White House policy advisor Stephen Miller accompanies President Donald Trump on a trip to Council Bluffs, Iowa, October 9, 2018. (Leah Millis/Reuters)

The Southern Poverty Law Center on Thursday criticized White House senior policy advisor Stephen Miller for sharing statistics released by the Center for Immigration Studies, which the civil rights group includes on its list of hate groups.

Miller sent at least 46 emails involving CIS over a ten-month period to former Breitbart News editor Katie McHugh, the SPLC said in the second of a serious of lengthy reports based on roughly 900 leaked emails Miller sent to Breitbart during the 2016 presidential election cycle. One of the emails included an “embargoed” CIS report and was sent from Miller’s government email address.

CIS is a mainstream think tank that works to advance restrictionist immigration policy through academic research.

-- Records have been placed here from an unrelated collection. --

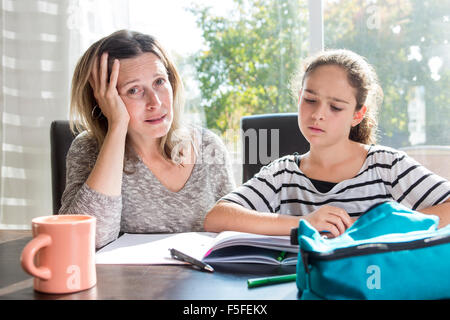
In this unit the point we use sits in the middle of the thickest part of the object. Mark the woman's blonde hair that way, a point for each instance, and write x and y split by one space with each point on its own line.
124 44
361 76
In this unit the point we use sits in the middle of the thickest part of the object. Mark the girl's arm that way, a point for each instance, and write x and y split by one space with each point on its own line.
229 216
442 211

Reports produced by CIS scholars are widely cited in conservative media and elsewhere.

McHugh, who recently renounced her support for white nationalism and her affiliation with Breitbart, now claims the publication relied on CIS research to smear entire racial demographics.

“We used [CIS material] to spin a narrative where immigrants of color were not only dangerous, violent individuals but also posed an existential threat to America,” McHugh said of what Breitbart did with the research Miller provided them. “We never fact-checked anything. We never called up other organizations to get any other perspective about those studies. … It was understood. You just write it up.”

McHugh eventually wrote an article using the CIS information Miller sent her titled, “Surge of Mexican Immigration Pushes Foreign-Born Population to 42.1 Million as Economy Stagnates.” She has since attempted back away from her alt-right past after being fired by Breitbart over her anti-Muslim tweets.

“It is not exactly a newsflash that political staffers pitch stories to journalists,” Breitbart spokesperson Elizabeth Moore said in response to the publication of Miller’s emails.

The SPLC added CIS to its list of anti-immigrant hate groups in 2016, accusing the group of “using data to portray immigrants unfavorably” and associating with “white nationalist writers.”

CIS executive director Mark Krikorian pushed back on the SPLC’s designation in 2017, saying the civil rights group “conflates groups that really do preach hatred, such as the Ku Klux Klan and Nation of Islam, with ones that simply do not share the SPLC’s political preferences.”

The SPLC has been called out for recklessly including others in its catalogs of hate groups and individuals as well, such as the Family Research Council, which opposes abortion.

The group was previously forced to apologize and pay a $3.375 million settlement to former Islamic radical-turned-Muslim-reformer Maajid Nawaz for including him in its “Field Guide to Anti-Muslim Extremists.”

The SPLC also apologized in 2015 to Ben Carson, then a Republican presidential candidate, for placing him on its “Extremist Watch List.”